We provide everything needed to create production-grade agents in your codebase and deploy, run, monitor, and debug them. You can use just our primitives or combine with tools like Mastra, LangChain and Vercel AI SDK. You can self-host or use our cloud, where we take care of scaling for you. Here’s a quick demo: (https://youtu.be/kFCzKE89LD8).
We started in 2023 as a way to reliably run async background jobs/workflows in TypeScript (https://news.ycombinator.com/item?id=34610686). Initially we didn’t deploy your code, we just orchestrated it. But we found that most developers struggled to write reliable code with implicit determinism, found breaking their work into small “steps” tricky, and they wanted to install any system packages they needed. Serverless timeouts made this even more painful.

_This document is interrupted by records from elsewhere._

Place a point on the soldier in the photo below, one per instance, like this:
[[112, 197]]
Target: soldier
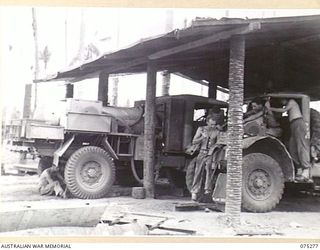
[[298, 143], [205, 137], [49, 182]]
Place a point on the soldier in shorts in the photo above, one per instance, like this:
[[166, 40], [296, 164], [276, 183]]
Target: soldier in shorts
[[49, 182], [298, 143]]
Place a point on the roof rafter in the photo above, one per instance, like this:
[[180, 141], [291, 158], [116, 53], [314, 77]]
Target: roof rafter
[[205, 41]]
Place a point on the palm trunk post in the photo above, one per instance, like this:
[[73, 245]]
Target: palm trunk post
[[36, 55], [235, 130]]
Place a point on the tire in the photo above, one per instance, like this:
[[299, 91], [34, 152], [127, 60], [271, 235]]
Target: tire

We also wanted to allow you to wait for things to happen: on external events, other tasks finishing, or just time passing. Those waits can take minutes, hours, or forever in the case of events, so you can’t just keep a server running.
The solution was to build and operate our own serverless cloud infrastructure. The key breakthrough that enabled this was realizing we could snapshot the CPU and memory state. This allowed us to pause running code, store the snapshot, then restore it later on a different physical server. We currently use Checkpoint Restore In Userspace (CRIU) which Google has been using at scale inside Borg since 2018.

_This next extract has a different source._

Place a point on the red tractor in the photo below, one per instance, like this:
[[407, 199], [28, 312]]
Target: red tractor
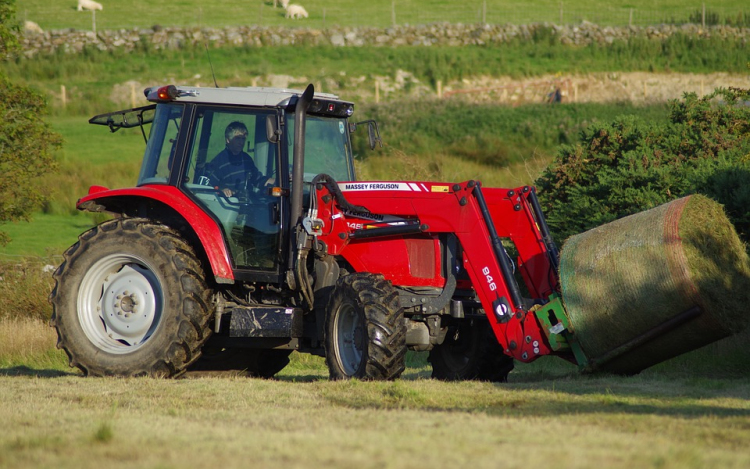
[[221, 259]]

Since then, our adoption has really taken off especially because of AI agents/workflows. This has opened up a ton of new use cases like compute-heavy tasks such as generating videos using AI (Icon.com), real-time computer use (Scrapybara), AI enrichment pipelines (Pallet, Centralize), and vibe coding tools (Hero UI, Magic Patterns, Capy.ai).
You can get started with Trigger.dev cloud (https://cloud.trigger.dev), self-hosting (https://trigger.dev/docs/self-hosting/overview), or read the docs (https://trigger.dev/docs).

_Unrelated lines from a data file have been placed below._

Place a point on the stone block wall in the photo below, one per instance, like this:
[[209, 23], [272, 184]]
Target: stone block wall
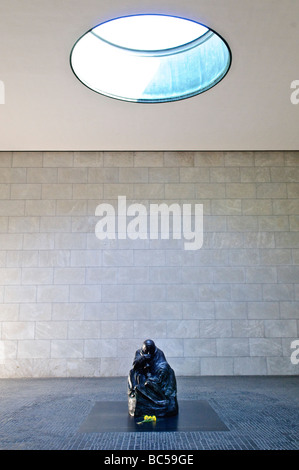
[[74, 305]]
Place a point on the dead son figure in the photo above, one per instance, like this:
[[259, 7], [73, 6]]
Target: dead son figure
[[151, 383]]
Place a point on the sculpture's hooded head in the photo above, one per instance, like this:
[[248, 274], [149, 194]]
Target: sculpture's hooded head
[[149, 347]]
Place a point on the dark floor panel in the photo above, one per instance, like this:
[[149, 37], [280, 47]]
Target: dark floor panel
[[113, 417]]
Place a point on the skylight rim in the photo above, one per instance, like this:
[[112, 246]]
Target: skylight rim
[[159, 15], [169, 97]]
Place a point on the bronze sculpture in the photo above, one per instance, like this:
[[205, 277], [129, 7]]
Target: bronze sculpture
[[151, 383]]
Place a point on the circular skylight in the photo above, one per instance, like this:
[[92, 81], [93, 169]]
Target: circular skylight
[[150, 58]]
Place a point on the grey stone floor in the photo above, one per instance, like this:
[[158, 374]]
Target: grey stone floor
[[262, 413]]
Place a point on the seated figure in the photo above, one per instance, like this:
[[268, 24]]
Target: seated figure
[[151, 383]]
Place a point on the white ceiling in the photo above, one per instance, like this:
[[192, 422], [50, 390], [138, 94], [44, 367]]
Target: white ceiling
[[47, 108]]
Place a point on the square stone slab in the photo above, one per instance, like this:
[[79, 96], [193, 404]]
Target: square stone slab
[[113, 416]]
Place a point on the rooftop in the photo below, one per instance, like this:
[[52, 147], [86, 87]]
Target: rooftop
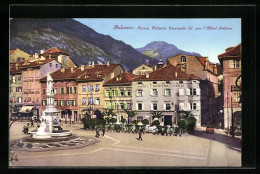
[[166, 73]]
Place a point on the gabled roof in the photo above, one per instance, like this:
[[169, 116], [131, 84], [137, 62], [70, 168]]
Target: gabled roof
[[35, 63], [54, 50], [232, 52], [98, 72], [166, 73], [123, 78], [12, 51]]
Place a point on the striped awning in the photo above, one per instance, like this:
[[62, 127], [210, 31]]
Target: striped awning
[[26, 109]]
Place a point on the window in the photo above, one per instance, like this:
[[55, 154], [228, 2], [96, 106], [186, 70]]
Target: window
[[128, 92], [140, 106], [91, 88], [168, 106], [90, 101], [154, 92], [183, 59], [139, 92], [139, 119], [97, 88], [62, 90], [83, 88], [194, 91], [83, 101], [236, 96], [167, 92], [234, 63], [154, 106], [97, 101], [121, 105], [129, 106]]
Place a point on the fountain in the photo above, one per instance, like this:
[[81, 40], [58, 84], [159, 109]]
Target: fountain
[[49, 118]]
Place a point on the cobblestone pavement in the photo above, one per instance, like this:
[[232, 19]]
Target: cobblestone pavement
[[123, 149]]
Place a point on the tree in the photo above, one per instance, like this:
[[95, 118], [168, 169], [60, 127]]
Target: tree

Here’s a sneak peek at some upcoming changes: 1) warm starts for self-hosting 2) switching to MicroVMs for execution – this will be open source, self-hostable, and will include checkpoint/restoring.
We’re excited to be sharing this with HN and are open to all feedback!
Both of them are focused more on being workflow engines.
Temporal is a workflow engine – if you use their cloud product you still have to manage, scale, and deploy the compute.
With Temporal you need to write your code in a very specific way for it work, including working with the current time, randomness, process.env, setTimeout… This means you have to be careful using popular packages because they often using these common functions internally. Or you need to wrap all of these calls in side effects or activities.
Restate is definitely simpler than Temporal, in a good way. You wrap any code that's non-deterministic in their helpers so it won't get executed twice. I don't think you can install system packages that you need, which has been surprisingly important for a lot of our users.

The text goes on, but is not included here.